Wood was in Sitges for yet another kind of genre movie, however, psychological thriller “Grand Piano,” which is written by Damien Chazelle (“The Last Exorcism Part II”) and produced by Adrian Guerra and Rodrigo Cortes’ Nostromo Pictures in Barcelona, just up the road from Sitges, plus Spain’s Atresmedia Cine and Telefonica Studios, and sold by L.A.’s The Solution Entertainment Group.
As at Austin, where the film had its world premiere, “Grand Piano” won plaudits at Sitges in part for its technical virtuosity, both Mira’s majestic sweeping single-setting dolly and crane shots and Wood as a virtuoso concert pianist. Forced into premature retirement by stage fright in “Grand Piano,” he discovers when he makes his comeback in Chicago that there’s a madman (Cusack) somewhere in the gods who will shoot his brains out if he plays even one note wrong.
“That was me,” Wood confirmed at “Grand Piano’s” press conference, explaining that the fleet fingers flying across the ivories were nearly always his own.
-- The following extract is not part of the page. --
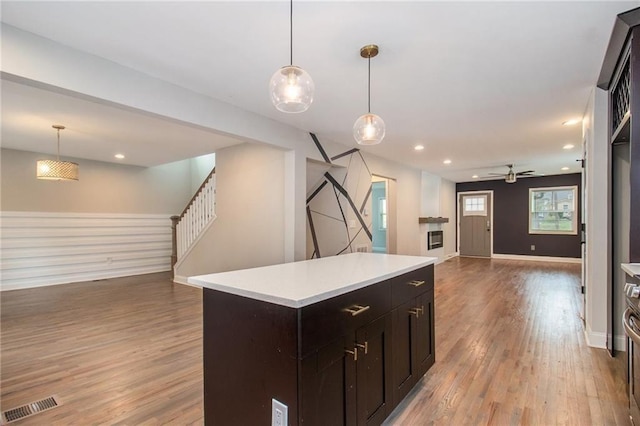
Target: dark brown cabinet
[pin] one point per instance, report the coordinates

“All the music was pre-rendered in animatics in almost demo-like form. It was, for all intents and purposes, fully finished. We’d listen to and I would play along. It was almost like Automatic Dialog Replacement, but for physicality,” he told Variety.
Wood’s remarkable hand-synching – he admitted to having piano lessons as a child – will be seen on commercial release from Oct. 25, when Paramount releases “Grand Piano” in Spain.